Before NBC put The Apprentice on the air in 2004, Donald Trump was little more than a punchline. His real-estate ventures were hemorrhaging cash and his attempt at starting an Atlantic City casino empire had ended in bankruptcy. If he’d simply placed the massive inheritance he received from his father in the bank and let the interest grow over the years, he would likely have been much better off financially. But thanks to NBC and the work of Australian reality-TV kingpin Mark Burnett, The Apprentice transformed Trump into a genius-level titan of big business in the minds of countless TV viewers. The fact that the whole thing was a charade mattered not one tiny iota. The Apprentice was NBC’s biggest hit for several years. It played a huge role in setting the stage for his successful 2016 run for the presidency. Along the way, NBC let him host Saturday Night Live and appear on Jimmy Fallon’s couch, where he received a playful hair tussle from the host. MSNBC has spent the past eight years pounding Trump every single night. If it wants to look for the root cause of his political career, however, it just need to peek down the hall to the entertainment division of its parent company.

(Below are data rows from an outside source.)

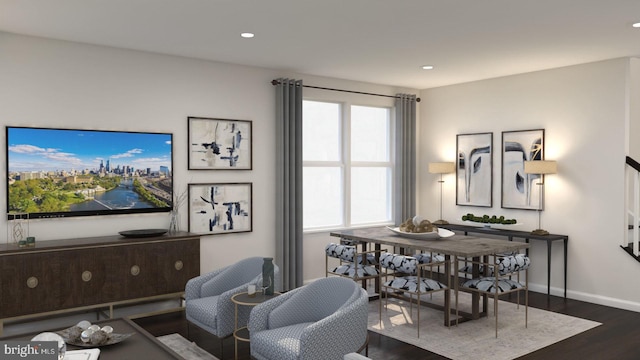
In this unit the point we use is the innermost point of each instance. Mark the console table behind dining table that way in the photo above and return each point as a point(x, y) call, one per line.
point(463, 246)
point(527, 236)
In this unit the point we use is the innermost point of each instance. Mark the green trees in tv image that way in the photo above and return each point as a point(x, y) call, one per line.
point(48, 195)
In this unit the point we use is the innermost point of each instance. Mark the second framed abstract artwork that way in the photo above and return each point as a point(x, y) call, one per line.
point(474, 169)
point(219, 144)
point(517, 187)
point(220, 208)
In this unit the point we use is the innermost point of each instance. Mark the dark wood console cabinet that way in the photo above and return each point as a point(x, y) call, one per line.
point(62, 275)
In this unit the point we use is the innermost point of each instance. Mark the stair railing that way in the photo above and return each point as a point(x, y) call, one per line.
point(632, 204)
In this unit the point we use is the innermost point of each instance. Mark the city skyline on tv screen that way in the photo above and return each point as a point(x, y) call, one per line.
point(65, 172)
point(37, 149)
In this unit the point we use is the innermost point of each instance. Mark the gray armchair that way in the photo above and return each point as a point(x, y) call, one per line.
point(208, 296)
point(323, 320)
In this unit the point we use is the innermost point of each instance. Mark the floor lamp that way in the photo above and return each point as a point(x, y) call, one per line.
point(540, 167)
point(441, 168)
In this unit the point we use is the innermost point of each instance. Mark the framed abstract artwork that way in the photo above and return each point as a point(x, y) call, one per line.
point(220, 208)
point(474, 169)
point(219, 144)
point(519, 189)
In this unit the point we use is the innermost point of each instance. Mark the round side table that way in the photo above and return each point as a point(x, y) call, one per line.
point(243, 299)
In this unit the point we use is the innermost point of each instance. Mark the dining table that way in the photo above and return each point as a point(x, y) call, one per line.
point(454, 247)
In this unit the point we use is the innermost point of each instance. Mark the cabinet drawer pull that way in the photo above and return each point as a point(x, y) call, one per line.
point(86, 275)
point(135, 270)
point(178, 265)
point(32, 282)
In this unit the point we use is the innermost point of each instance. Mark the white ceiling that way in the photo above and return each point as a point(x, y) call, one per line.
point(377, 41)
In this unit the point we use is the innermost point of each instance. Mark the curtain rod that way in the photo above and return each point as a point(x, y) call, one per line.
point(276, 82)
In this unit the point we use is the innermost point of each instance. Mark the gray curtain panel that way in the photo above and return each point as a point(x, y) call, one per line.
point(405, 184)
point(289, 182)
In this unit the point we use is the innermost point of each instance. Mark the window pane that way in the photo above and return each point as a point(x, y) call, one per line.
point(370, 195)
point(322, 197)
point(370, 133)
point(320, 131)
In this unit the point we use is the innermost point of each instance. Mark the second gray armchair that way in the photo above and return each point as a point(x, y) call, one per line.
point(323, 320)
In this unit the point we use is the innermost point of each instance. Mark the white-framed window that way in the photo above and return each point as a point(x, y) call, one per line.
point(348, 165)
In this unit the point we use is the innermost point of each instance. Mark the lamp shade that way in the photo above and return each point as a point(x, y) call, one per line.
point(540, 167)
point(442, 168)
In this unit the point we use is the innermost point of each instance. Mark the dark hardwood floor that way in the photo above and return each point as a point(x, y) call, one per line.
point(615, 339)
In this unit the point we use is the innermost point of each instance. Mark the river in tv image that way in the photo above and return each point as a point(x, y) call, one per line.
point(122, 197)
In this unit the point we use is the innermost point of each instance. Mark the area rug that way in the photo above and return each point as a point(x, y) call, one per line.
point(476, 339)
point(185, 348)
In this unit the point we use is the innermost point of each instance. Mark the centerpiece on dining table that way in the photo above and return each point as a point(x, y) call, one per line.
point(420, 228)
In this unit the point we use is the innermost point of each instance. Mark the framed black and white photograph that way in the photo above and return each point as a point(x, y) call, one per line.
point(518, 187)
point(220, 208)
point(474, 169)
point(219, 144)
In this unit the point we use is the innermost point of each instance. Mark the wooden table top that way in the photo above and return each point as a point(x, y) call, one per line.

This is on them.

1

NBC cancels ‘Freaks and Geeks’

Few shows in TV history captured the agony of adolescence better than Freaks and Geeks. Series creator Paul Feig drew inspiration from his own childhood in suburban Michigan, and in one of the greatest casting moves in Hollywood history, thanks to industry legend Allison Jones, brought together Seth Rogen, James Franco, Jason Segel, Martin Starr, Busy Phillips, Linda Cardellini, Samm Levine, and John Francis Daley when they were all completely unknown. But despite incredible reviews and an average weekly viewership that hovered around 6 million, NBC pulled the plug before they could even air all the episodes they shot for the first season. If a show wasn’t pulling in Friends-like numbers, the network simply wasn’t interested. A huge cult has grown around Freaks and Geeks over the past two decades, along with questions about where the show could have gone in Seasons Two, Three, and beyond that we’ll never be able to answer.